Job type: Single point.
Method: RB3LYP
Basis set: 6-31G(D)
SCF total energy: -3142.5663410 hartrees
NMR shifts (ppm)
Atom Isotropic Rel. Shift
---------------------------------------------------
1 *C1 50.7941 138.83
2 *C4 64.1012 125.53
3 C2 63.9735 125.65
4 *C2 63.9735 125.65
5 *C3 68.6792 120.95
6 C3 68.6792 120.95
7 H2 24.8868 7.30
8 *H2 24.8868 7.30
9 *H3 24.8117 7.37
10 H3 24.8117 7.37
11 C7 63.3782 126.25
12 F1 273.5747 -93.43
13 F2 248.4779 -68.34
14 F3 273.5747 -93.43
15 Br1 2066.9469
re.finditer#
We started with re.findall here for simplicity, but an alternative which will give you more information about your matches is to use re.finditer. In this case, a iterable will be returned to you rather than a string. You can then iterate through the results with a for loop. A lot more information is provided about the matches.
pattern = re.compile("(?=(<step \d>(.+?)<step \d>))", re.DOTALL)

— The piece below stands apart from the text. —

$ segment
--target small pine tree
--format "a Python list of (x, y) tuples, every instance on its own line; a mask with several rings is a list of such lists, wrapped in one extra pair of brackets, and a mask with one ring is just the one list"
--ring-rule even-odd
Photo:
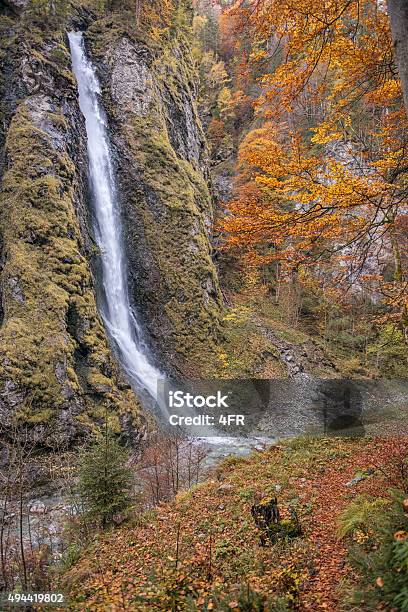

matches = pattern.finditer(data)
for match in matches:
print(f"Match span is {match.span(2)}")
print(match.group(2))
Match span is (1125, 1195)
Job type: Frequency calculation.
Method: RB3LYP
Basis set: 6-31G(D)
Match span is (1203, 2043)
Job type: Single point.
Method: RB3LYP
Basis set: 6-31G(D)
SCF total energy: -3142.5663410 hartrees
NMR shifts (ppm)
Atom Isotropic Rel. Shift
---------------------------------------------------
1 *C1 50.7941 138.83
2 *C4 64.1012 125.53
3 C2 63.9735 125.65
4 *C2 63.9735 125.65
5 *C3 68.6792 120.95
6 C3 68.6792 120.95
7 H2 24.8868 7.30
8 *H2 24.8868 7.30
9 *H3 24.8117 7.37
10 H3 24.8117 7.37
11 C7 63.3782 126.25
12 F1 273.5747 -93.43
13 F2 248.4779 -68.34
14 F3 273.5747 -93.43
15 Br1 2066.9469
Regular expressions take practice, but they are worth learning a bit about. It is useful to try out small regexes on online tools like pythex.